The self-attention mechanism will be explained first. The self-attention mechanism is one of the attention mechanisms, and can realize a feature transformation vector F _w The relevance among all vectors is established by autonomous learning among all the vectors, and the vectors with higher relevance are focused further. At present, matrix calculation can be performed based on Query vectors (Q vectors for short), Key vectors (K vectors for short), and Value vectors (V vectors for short), so as to implement a self-attention mechanism. The Q vector, the K vector, and the V vector may be obtained by multiplying the input vector I by different coefficients, for example, the Q vector, the K vector, and the V vector corresponding to the input vector I satisfy the following equations (4) to (6), respectively:

Q＝W ^q ·I (4)

K＝W ^k ·I (5)

V＝W ^V ·I (6)

wherein, W ^q 、W ^k 、W ^V Respectively, the coefficients of different vectors.

The above-described self-attention mechanism is implemented based only on the vector of the inputs. In the embodiment of the application, the presenting effect of the target face image can be further improved, so that the target face image is presented more vividly. The feature transformation vector is reconstructed by using the depth information of the face image (such as the depth image of the face image), so that the reconstructed feature transformation vector can contain more depth information of the face, and the presentation effect of the target face image is improved.

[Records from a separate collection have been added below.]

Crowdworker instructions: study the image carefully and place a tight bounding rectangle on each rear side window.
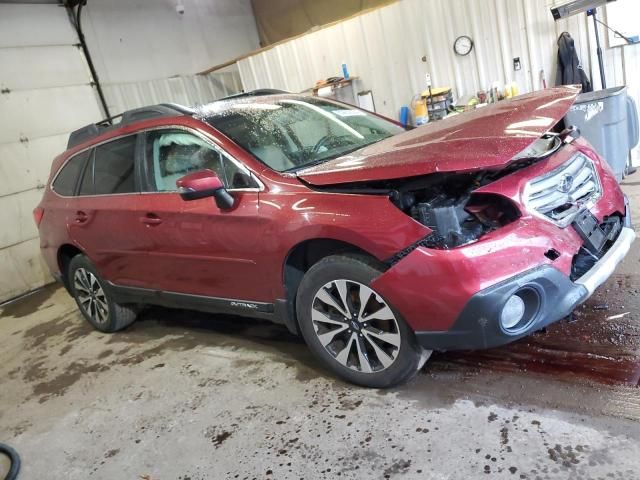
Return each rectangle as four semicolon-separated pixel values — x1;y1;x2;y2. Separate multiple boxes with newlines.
93;135;137;195
52;150;91;197
79;152;95;196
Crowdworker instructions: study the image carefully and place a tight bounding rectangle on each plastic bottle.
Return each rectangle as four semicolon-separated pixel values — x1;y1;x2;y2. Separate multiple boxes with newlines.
342;63;349;80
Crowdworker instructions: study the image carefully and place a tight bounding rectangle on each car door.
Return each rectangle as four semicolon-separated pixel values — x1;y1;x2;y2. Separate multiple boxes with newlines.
68;135;149;287
135;127;270;301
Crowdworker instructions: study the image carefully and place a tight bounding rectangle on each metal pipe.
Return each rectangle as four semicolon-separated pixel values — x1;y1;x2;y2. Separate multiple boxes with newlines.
65;0;111;123
589;8;607;90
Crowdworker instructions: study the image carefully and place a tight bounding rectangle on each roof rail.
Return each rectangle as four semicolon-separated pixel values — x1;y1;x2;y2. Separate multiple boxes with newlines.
67;103;194;150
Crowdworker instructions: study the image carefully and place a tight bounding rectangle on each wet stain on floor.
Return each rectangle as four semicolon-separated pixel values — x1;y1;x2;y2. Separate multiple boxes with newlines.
0;285;58;318
8;276;640;411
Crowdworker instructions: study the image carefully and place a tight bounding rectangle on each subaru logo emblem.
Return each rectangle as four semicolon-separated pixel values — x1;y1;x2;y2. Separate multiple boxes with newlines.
558;173;573;193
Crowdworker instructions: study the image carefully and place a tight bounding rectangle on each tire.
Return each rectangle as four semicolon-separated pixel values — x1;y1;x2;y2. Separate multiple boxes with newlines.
296;255;430;388
67;255;137;333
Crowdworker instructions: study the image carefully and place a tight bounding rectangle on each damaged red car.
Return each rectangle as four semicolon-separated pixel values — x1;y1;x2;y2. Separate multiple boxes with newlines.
34;87;635;387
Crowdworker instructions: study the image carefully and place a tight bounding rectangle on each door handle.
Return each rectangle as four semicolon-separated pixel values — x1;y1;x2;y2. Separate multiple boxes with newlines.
140;213;162;225
76;210;89;223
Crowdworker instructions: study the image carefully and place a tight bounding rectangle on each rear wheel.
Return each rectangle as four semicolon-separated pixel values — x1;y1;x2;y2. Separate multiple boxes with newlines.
297;255;430;388
67;255;136;333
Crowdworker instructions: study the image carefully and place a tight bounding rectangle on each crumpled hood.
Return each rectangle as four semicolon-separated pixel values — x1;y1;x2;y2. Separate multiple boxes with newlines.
297;86;580;185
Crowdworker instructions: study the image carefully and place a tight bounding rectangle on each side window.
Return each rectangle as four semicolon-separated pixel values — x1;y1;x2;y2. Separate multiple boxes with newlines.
146;130;257;192
51;150;91;197
93;135;137;195
78;151;95;196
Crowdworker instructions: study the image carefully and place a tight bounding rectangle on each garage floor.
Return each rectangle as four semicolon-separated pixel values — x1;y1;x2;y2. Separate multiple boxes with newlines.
0;184;640;480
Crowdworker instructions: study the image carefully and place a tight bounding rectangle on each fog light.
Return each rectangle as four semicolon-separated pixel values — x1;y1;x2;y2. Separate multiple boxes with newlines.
500;295;525;330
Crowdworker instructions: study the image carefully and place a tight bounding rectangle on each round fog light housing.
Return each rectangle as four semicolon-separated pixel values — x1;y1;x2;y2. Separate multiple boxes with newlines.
500;294;526;331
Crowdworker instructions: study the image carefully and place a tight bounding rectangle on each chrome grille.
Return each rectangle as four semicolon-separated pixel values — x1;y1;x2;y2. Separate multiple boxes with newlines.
524;153;601;227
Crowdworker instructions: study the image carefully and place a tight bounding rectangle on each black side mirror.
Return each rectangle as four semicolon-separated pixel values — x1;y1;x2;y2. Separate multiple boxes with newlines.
176;170;235;210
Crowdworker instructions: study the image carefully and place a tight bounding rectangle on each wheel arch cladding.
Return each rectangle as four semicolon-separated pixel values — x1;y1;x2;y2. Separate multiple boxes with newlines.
58;243;84;292
282;238;387;334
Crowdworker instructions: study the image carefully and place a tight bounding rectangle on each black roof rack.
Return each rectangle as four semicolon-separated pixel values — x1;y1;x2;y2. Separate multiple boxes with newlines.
67;103;194;150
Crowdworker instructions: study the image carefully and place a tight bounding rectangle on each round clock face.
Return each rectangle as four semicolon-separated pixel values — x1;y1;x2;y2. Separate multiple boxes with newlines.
453;35;473;55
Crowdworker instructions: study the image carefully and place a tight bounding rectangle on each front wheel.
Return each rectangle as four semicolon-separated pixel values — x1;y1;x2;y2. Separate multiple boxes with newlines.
67;255;136;333
296;255;430;388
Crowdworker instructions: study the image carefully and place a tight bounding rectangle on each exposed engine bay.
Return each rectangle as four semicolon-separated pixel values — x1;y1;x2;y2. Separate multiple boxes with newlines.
310;133;563;249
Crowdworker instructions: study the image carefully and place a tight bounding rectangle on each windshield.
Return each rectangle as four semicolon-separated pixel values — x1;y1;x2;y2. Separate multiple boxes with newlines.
206;97;404;172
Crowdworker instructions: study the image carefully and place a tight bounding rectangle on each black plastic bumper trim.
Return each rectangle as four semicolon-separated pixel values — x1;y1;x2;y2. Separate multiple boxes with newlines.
416;265;589;350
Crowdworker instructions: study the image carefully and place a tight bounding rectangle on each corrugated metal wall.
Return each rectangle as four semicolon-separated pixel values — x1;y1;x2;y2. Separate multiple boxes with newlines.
104;65;242;115
0;4;101;301
238;0;640;163
0;4;242;302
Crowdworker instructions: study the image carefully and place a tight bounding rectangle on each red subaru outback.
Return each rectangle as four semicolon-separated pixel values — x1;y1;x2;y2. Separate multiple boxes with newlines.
34;87;635;387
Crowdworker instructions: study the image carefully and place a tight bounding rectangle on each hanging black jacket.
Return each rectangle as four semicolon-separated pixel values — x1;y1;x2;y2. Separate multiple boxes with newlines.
556;32;593;93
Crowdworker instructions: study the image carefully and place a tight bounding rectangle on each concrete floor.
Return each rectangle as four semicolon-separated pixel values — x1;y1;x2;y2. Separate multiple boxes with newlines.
0;185;640;480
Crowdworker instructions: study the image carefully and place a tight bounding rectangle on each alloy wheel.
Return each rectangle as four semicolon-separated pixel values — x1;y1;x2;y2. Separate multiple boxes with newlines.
73;268;109;324
311;280;401;373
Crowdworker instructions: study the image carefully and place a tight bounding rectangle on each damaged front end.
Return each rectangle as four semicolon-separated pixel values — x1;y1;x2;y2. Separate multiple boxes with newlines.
391;172;520;249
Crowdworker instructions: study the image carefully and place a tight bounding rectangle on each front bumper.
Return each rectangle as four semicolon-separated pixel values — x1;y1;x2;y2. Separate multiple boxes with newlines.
416;225;636;350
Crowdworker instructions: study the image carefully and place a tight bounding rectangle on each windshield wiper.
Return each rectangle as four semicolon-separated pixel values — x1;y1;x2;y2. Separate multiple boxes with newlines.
284;140;379;172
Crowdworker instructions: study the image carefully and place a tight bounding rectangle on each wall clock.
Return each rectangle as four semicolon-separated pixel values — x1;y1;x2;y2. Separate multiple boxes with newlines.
453;35;473;56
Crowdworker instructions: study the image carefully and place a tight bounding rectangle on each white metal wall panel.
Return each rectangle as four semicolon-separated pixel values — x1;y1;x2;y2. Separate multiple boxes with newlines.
0;45;88;91
238;0;640;129
0;4;101;302
0;3;78;48
104;67;242;114
0;188;42;249
0;86;102;145
0;134;69;199
0;238;51;300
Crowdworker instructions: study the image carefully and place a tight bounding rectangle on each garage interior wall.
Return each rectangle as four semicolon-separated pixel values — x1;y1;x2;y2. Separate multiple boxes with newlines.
82;0;259;114
238;0;640;161
251;0;397;47
0;0;258;302
0;4;101;301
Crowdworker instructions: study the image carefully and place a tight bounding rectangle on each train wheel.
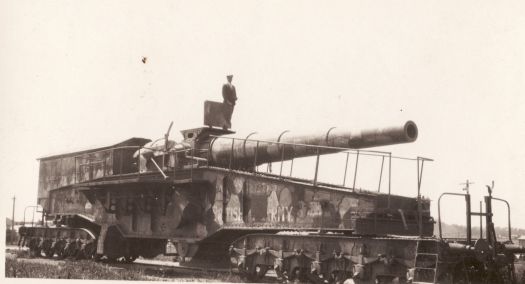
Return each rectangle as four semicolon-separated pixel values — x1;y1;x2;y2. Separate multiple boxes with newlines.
124;255;137;263
82;242;97;259
247;264;268;282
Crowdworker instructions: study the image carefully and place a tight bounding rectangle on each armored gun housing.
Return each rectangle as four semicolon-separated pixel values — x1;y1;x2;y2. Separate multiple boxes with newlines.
20;102;524;283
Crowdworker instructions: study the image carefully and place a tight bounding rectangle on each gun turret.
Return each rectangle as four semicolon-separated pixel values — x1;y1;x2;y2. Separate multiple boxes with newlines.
208;121;418;168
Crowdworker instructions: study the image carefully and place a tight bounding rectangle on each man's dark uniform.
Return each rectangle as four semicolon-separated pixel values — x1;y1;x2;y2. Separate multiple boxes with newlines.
222;80;237;128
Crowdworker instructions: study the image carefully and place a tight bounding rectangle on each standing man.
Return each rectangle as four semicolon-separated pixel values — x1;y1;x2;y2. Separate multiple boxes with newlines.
222;75;237;129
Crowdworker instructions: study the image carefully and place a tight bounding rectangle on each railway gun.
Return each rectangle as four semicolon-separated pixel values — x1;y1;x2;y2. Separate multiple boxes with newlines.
19;102;525;283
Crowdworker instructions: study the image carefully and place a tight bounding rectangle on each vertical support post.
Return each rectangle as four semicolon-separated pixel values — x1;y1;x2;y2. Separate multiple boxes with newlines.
416;157;423;237
314;147;319;186
352;150;359;191
485;196;493;244
479;201;483;239
228;138;235;171
465;192;472;245
207;143;213;170
11;196;16;232
74;156;78;183
279;144;285;177
137;147;141;177
377;156;385;192
289;157;294;177
387;153;392;209
343;152;350;187
253;141;259;174
118;149;124;176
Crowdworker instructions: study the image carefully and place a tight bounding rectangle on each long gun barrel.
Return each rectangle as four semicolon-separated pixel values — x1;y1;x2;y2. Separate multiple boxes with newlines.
209;121;418;168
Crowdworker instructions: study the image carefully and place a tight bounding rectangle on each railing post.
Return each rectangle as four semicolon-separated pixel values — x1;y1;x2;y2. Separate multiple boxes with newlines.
289;155;295;177
387;153;392;209
228;138;235;171
277;144;284;177
253;140;259;174
377;156;385;192
343;152;350;187
137;147;141;177
352;150;359;191
314;147;320;186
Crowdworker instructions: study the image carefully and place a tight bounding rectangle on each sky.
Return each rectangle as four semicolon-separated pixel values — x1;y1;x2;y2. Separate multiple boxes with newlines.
0;0;525;231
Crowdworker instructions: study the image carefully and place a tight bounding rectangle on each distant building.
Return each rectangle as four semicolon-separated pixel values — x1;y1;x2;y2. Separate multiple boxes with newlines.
518;235;525;246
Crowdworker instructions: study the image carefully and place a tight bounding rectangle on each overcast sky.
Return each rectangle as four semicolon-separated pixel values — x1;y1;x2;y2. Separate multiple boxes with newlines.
0;0;525;231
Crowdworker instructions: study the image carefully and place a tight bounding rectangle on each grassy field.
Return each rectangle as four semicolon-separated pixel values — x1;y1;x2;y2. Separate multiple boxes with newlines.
5;253;242;283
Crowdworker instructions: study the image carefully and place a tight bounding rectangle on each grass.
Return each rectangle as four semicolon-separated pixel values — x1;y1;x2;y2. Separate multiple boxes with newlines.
5;257;149;280
5;251;242;283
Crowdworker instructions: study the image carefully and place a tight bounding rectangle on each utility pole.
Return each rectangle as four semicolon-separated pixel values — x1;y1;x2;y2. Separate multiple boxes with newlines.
11;195;16;232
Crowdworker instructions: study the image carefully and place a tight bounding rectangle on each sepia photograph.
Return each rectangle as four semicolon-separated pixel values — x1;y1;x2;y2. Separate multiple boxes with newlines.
0;0;525;284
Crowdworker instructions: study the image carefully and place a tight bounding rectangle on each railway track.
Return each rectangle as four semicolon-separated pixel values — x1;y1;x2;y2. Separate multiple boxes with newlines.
6;246;277;283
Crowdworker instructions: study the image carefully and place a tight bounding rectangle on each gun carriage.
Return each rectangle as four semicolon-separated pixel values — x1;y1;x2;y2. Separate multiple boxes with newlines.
20;102;525;283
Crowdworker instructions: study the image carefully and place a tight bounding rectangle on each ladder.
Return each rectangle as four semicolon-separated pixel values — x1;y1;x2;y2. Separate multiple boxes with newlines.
414;240;439;283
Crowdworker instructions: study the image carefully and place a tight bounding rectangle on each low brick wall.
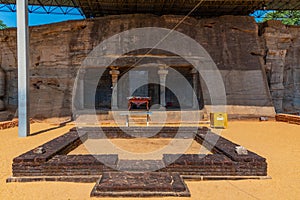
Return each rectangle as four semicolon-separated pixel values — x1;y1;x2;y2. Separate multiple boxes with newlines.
275;114;300;125
0;119;34;130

Referring to FIG. 4, the attention unit 124 may be implemented by a depth encoder ε _d Depth image D corresponding to face image _s Depth feature vector F is obtained by depth feature mapping _d And mapping the obtained depth feature vector F _d Convolution is carried out to obtain a vector F _q Corresponding to the above Q vectorVector F _q The geometric characteristics of the face image are reflected; also, the attention unit 124 transforms the vector F according to the feature of the face image under the driving image _w Separately convolved to obtain a vector F _k (corresponding to the above K vector) and vector F _v (corresponding to the V vector). Note that the present application is not limited to the structure of the convolutional layer in any of the above convolution processes, and 1 × 1 convolutional layer may be sampled in the above convolution process in general.

Continuing with the above example, the attention unit 124 may perform feature fusion on the Q vector and the K vector to obtain a depth feature vector F _d And feature transform vector F _w The similarity vector a between them is also called similarity matrix. Further, the attention unit 124 may perform feature fusion on the similarity vector a and the V vector to obtain a reconstructed feature transformation vector F _g 。

Referring to fig. 2, the video information generation component 120 may further include a decoder that may transform the vector F based on the features _g And constructing the image to obtain a target face image.

In some embodiments, video information generation component 120 may not include attention unit 124, in which case the decoder may transform vector F based on features _w And constructing the image to obtain a target face image.

Fig. 5 is a schematic diagram of a model training apparatus according to an embodiment of the present disclosure. As shown in fig. 5, the training apparatus 200 for the model includes: a sample acquisition unit 210 and a training unit 220. A sample acquisition unit 210 for acquiring a first video sample presenting dynamic expression information of a face; a training unit 220, configured to perform iterative training of a model according to the image frames in the first video sample, until a value of the loss function converges to a preset value, to obtain a depth recognition model; in the ith iterative training process, inputting an ith image frame into an initial recognition model to obtain a depth image of the ith image frame, wherein i is a positive integer; determining a loss function value of the initial recognition model under the ith iterative training according to the depth image of the ith image frame and the (i + n) th image frame, wherein n is a positive integer; the depth recognition model is used for recognizing a depth image of an image to be recognized, and the depth image is used for reflecting the three-dimensional geometric shape of a visible surface in the image to be recognized.

The training apparatus 200 of the model may be independent of the video information generation system 100 described above, or the training apparatus 200 of the model may be disposed in the video information generation system 100. Hereinafter, the model training apparatus 200 will be described as being deployed in the video information generation system 100. When the training apparatus 200 of the model is deployed in the video information generating system 100, the sample acquiring component 210 may be, for example, the image acquiring component 110 in the video information generating system 100, and the training unit 220 may be, for example, the video information generating component 120 in the video information generating system 100. Of course, this should not be construed as limiting the present application in any way, e.g., the sample acquisition component 210 may also be a component of the video information generation system 100 that is separate from the image acquisition component 110, and the training unit 220 may also be a component of the video information generation system 100 that is separate from the video information generation component 120.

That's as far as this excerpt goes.